Over the holidays I began a post that I will now finish. I had just read James McPherson's book Battle Cry of Freedom on the American Civil War (Thus the Christmas Eve post on the 1913 Gettysburg reunion. (That and The Nutcracker coming on the radio for the 50,000th time.)). I had read that book a few years ago. What I noticed upon re-read is the number of times the word "excitement" came up, that is, how excited the people of America were at the beginning of the war. IknowIknowIknow, homos always have gotten excited about war, it's one of our most becoming features. No, what struck me, on Christmas Eve, was the parallel emotion in the people of China during the Cultural Revolution that I--on Christmas Eve—was viewing again on my office computer in Morning Sun (Also because of the swine Nutcracker. (Thus the Christmas Eve post that I was listening to The East is Red.))  “A lifetime of experiences and emotions was crowded into those four years,” McPherson quoted a number of Americans as saying. The Morning Sun interviewees, “veterans” of the Cultural Revolution, described their experiences similarly, at least to me. Horrible experiences in both cases, both described with excitement, with “nostalgia” (providing the transition from last post to this).

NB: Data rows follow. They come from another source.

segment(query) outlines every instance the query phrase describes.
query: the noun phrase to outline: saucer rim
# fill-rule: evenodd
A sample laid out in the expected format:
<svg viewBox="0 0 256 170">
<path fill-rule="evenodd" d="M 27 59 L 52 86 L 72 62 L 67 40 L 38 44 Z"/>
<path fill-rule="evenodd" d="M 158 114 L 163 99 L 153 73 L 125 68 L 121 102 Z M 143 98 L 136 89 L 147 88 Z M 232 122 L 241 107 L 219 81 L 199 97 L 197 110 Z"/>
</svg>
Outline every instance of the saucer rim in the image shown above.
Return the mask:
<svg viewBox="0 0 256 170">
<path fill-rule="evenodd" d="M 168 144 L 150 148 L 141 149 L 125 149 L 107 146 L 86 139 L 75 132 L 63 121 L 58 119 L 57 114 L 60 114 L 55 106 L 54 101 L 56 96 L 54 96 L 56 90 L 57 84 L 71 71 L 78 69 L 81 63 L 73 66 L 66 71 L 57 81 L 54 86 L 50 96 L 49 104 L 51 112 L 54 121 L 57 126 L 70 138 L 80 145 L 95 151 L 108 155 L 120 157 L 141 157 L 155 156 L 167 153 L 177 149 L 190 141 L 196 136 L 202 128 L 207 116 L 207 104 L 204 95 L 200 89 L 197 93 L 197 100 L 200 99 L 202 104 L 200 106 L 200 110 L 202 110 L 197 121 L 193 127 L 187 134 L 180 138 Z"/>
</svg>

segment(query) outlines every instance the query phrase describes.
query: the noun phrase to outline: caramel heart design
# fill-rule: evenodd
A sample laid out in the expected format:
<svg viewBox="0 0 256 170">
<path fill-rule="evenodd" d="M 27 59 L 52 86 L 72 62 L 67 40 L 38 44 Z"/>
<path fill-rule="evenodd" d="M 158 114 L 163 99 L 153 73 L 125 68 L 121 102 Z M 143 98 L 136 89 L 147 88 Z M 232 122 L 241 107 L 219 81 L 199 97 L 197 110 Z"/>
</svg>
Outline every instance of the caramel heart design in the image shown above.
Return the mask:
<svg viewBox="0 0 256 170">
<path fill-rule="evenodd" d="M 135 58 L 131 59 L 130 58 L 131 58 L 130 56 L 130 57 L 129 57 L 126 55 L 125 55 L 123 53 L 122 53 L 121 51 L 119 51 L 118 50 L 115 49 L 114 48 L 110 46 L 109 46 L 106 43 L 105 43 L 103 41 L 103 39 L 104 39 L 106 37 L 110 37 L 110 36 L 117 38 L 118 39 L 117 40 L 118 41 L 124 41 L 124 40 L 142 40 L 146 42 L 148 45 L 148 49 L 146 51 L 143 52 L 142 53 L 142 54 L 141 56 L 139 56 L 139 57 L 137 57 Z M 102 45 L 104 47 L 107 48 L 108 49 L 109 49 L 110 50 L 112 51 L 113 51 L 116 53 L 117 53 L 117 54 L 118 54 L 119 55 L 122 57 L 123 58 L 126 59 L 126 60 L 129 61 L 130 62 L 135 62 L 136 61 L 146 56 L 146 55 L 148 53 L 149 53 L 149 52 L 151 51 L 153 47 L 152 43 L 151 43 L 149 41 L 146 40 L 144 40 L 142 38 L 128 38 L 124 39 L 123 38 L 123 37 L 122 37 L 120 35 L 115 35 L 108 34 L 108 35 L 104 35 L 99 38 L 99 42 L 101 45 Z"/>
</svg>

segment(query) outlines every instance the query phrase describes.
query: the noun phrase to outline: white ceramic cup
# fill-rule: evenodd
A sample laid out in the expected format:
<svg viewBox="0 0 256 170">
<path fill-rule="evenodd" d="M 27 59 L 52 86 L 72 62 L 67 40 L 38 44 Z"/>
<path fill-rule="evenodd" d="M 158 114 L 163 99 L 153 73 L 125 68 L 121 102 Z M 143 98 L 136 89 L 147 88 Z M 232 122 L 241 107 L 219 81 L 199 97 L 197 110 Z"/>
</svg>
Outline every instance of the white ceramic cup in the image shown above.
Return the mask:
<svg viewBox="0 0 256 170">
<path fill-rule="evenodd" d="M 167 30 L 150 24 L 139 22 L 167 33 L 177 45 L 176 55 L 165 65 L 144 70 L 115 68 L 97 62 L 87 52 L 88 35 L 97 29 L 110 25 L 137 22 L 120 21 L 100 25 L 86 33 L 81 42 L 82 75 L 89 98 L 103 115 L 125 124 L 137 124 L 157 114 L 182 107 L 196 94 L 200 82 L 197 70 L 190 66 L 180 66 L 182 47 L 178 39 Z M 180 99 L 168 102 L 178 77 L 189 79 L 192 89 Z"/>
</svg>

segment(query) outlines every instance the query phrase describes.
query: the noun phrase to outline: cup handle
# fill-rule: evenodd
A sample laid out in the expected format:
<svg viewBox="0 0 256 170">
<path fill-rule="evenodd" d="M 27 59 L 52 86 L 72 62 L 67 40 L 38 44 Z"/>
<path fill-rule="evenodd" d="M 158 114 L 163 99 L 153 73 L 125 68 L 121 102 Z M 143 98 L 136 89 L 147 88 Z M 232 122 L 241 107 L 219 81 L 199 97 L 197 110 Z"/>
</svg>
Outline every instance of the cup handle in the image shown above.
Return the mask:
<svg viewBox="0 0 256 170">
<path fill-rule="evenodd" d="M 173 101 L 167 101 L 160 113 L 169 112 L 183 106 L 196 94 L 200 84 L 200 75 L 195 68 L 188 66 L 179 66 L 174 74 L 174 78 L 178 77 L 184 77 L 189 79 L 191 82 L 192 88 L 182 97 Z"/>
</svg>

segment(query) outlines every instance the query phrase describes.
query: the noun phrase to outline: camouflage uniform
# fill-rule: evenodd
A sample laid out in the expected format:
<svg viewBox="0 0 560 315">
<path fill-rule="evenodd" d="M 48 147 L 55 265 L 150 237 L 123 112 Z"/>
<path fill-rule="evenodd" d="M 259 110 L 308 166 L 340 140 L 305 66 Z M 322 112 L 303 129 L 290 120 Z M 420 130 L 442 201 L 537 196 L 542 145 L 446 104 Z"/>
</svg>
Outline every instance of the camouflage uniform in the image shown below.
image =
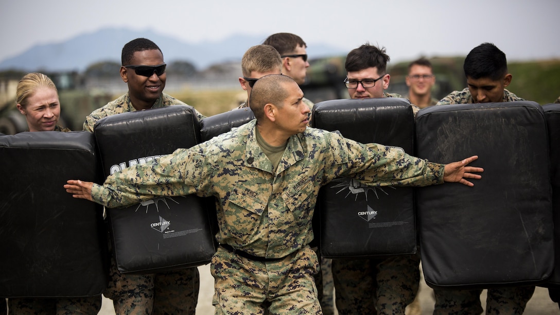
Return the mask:
<svg viewBox="0 0 560 315">
<path fill-rule="evenodd" d="M 515 101 L 525 100 L 507 90 L 503 90 L 503 98 L 502 101 Z M 436 105 L 447 105 L 450 104 L 474 104 L 477 103 L 469 91 L 469 88 L 465 87 L 463 91 L 455 91 L 449 95 L 441 99 Z"/>
<path fill-rule="evenodd" d="M 186 105 L 165 93 L 152 108 Z M 93 132 L 99 119 L 122 113 L 134 112 L 128 93 L 94 110 L 83 123 L 83 130 Z M 204 118 L 195 109 L 198 119 Z M 109 240 L 111 247 L 110 240 Z M 104 295 L 113 300 L 116 314 L 194 314 L 198 300 L 198 269 L 187 268 L 146 275 L 123 275 L 114 257 L 111 257 L 109 287 Z"/>
<path fill-rule="evenodd" d="M 216 197 L 221 244 L 211 266 L 216 313 L 262 314 L 268 300 L 271 313 L 320 314 L 313 281 L 319 263 L 308 245 L 319 188 L 340 176 L 375 186 L 442 183 L 444 165 L 308 128 L 288 139 L 274 170 L 255 126 L 253 120 L 116 173 L 103 186 L 94 184 L 92 197 L 110 207 L 156 196 Z"/>
<path fill-rule="evenodd" d="M 301 100 L 310 109 L 312 109 L 315 104 L 311 100 L 304 98 Z M 247 101 L 241 103 L 237 109 L 249 107 Z M 311 123 L 311 114 L 309 113 L 309 121 L 307 126 Z M 314 248 L 315 249 L 316 248 Z M 319 249 L 316 248 L 318 256 L 320 256 Z M 333 282 L 332 260 L 320 257 L 321 267 L 320 272 L 318 272 L 315 277 L 315 285 L 317 287 L 317 298 L 319 299 L 321 308 L 324 315 L 334 315 L 334 283 Z"/>
<path fill-rule="evenodd" d="M 160 98 L 157 99 L 156 103 L 152 106 L 152 108 L 158 108 L 172 105 L 186 104 L 165 93 L 162 93 Z M 132 102 L 130 101 L 130 98 L 127 92 L 116 100 L 109 102 L 103 107 L 94 110 L 91 114 L 86 117 L 86 121 L 83 123 L 83 130 L 93 132 L 94 126 L 99 119 L 111 115 L 136 110 L 136 109 L 132 106 Z M 196 109 L 194 111 L 197 113 L 199 121 L 206 118 Z"/>
<path fill-rule="evenodd" d="M 409 98 L 408 94 L 406 95 L 405 95 L 405 96 L 403 96 L 403 98 L 407 99 L 407 100 L 410 100 L 410 98 Z M 430 105 L 428 106 L 433 106 L 433 105 L 436 105 L 436 104 L 437 104 L 437 102 L 438 102 L 438 101 L 440 101 L 440 100 L 438 100 L 438 99 L 437 99 L 436 98 L 432 98 L 432 99 L 430 100 Z"/>
<path fill-rule="evenodd" d="M 385 98 L 403 98 L 395 93 Z M 420 110 L 412 105 L 416 116 Z M 333 260 L 338 313 L 404 314 L 420 283 L 420 251 L 379 259 Z"/>
<path fill-rule="evenodd" d="M 525 100 L 507 90 L 503 90 L 502 101 Z M 437 105 L 473 104 L 475 100 L 468 87 L 455 91 L 444 98 Z M 488 289 L 486 314 L 522 314 L 527 302 L 535 291 L 534 286 L 506 286 Z M 480 314 L 482 290 L 450 290 L 435 289 L 435 314 Z"/>
<path fill-rule="evenodd" d="M 27 129 L 27 131 L 29 131 L 29 129 Z M 57 125 L 54 127 L 54 131 L 68 132 L 72 131 L 68 128 Z M 21 298 L 8 299 L 7 304 L 10 308 L 10 313 L 18 315 L 91 314 L 97 314 L 101 309 L 101 297 L 100 294 L 81 298 Z"/>
</svg>

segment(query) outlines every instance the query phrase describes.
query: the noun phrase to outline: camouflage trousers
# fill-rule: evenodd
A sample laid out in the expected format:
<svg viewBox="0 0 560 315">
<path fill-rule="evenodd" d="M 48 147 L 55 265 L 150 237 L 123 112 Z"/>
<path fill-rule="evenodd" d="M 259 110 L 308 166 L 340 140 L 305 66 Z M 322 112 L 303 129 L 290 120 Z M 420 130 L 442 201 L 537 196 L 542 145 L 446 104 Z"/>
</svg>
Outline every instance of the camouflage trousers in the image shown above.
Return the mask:
<svg viewBox="0 0 560 315">
<path fill-rule="evenodd" d="M 10 314 L 95 315 L 101 309 L 101 296 L 83 298 L 8 299 Z M 5 314 L 5 313 L 4 313 Z"/>
<path fill-rule="evenodd" d="M 420 283 L 420 253 L 333 260 L 335 304 L 345 314 L 404 314 Z"/>
<path fill-rule="evenodd" d="M 109 287 L 103 293 L 113 300 L 118 315 L 194 314 L 200 276 L 197 268 L 148 275 L 124 275 L 111 257 Z"/>
<path fill-rule="evenodd" d="M 212 257 L 212 304 L 218 314 L 321 314 L 314 276 L 315 252 L 306 247 L 282 258 L 260 262 L 220 247 Z"/>
<path fill-rule="evenodd" d="M 486 314 L 523 314 L 535 287 L 510 286 L 488 289 Z M 434 289 L 436 305 L 434 315 L 482 314 L 482 290 Z"/>
<path fill-rule="evenodd" d="M 332 260 L 321 258 L 321 270 L 319 273 L 321 276 L 315 279 L 316 283 L 320 281 L 321 284 L 320 287 L 317 284 L 317 289 L 319 290 L 319 302 L 324 315 L 334 314 L 334 284 L 333 282 L 332 265 Z"/>
</svg>

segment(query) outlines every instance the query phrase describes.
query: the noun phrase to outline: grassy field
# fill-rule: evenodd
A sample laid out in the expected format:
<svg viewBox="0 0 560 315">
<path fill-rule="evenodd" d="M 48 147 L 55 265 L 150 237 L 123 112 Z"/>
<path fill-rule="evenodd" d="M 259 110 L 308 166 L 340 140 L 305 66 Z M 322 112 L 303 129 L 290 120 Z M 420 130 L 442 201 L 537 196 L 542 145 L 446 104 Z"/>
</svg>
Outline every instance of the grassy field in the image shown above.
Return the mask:
<svg viewBox="0 0 560 315">
<path fill-rule="evenodd" d="M 227 112 L 245 101 L 247 92 L 241 89 L 215 90 L 184 90 L 169 95 L 192 106 L 206 117 Z"/>
</svg>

What does that mean? (I shouldn’t have been in the office on Christmas Eve.)  What does it mean that Americans in 1861 and Chinese in 1964 felt the same frisson at the prospect of the Apocalypse?  Common human psychology: the people of Russia were excited at the beginning of Napoleon’s invasion; the people of Germany at the onset of World War I; Americans at the beginning of World War II. The prospect of war does excite human beings. We do get nostalgic for the “good old days” even if they were the bad old days. There are these psychological “war” polarities that humans have: war to create peace; chaos to create order; disunion to bring about union. I think those were present in both circumstances.  Insouciance: Americans thought the Civil War would be over in a few months; Chinese didn’t think the Cultural Revolution would become “the most severe setback” in the history of the People’s Republic. “Common cause:” homos do like to be, or feel ourselves to be, part of something larger than ourselves, to band together against a common enemy, even if that enemy was yesterday’s fellow countrymen. That is what makes civil war psychologically distinct from war. Brother against brother in the American Civil War; child against father in the Cultural Revolution. That is harder to grasp than us versus them.

So there are commonalities between the American Civil War and the Chinese Cultural Revolution. There is also this un-commonality: The Cultural Revolution was not a civil war. Yet the Chinese people reacted, psychologically, as if it were. That is harder to grasp than civil war.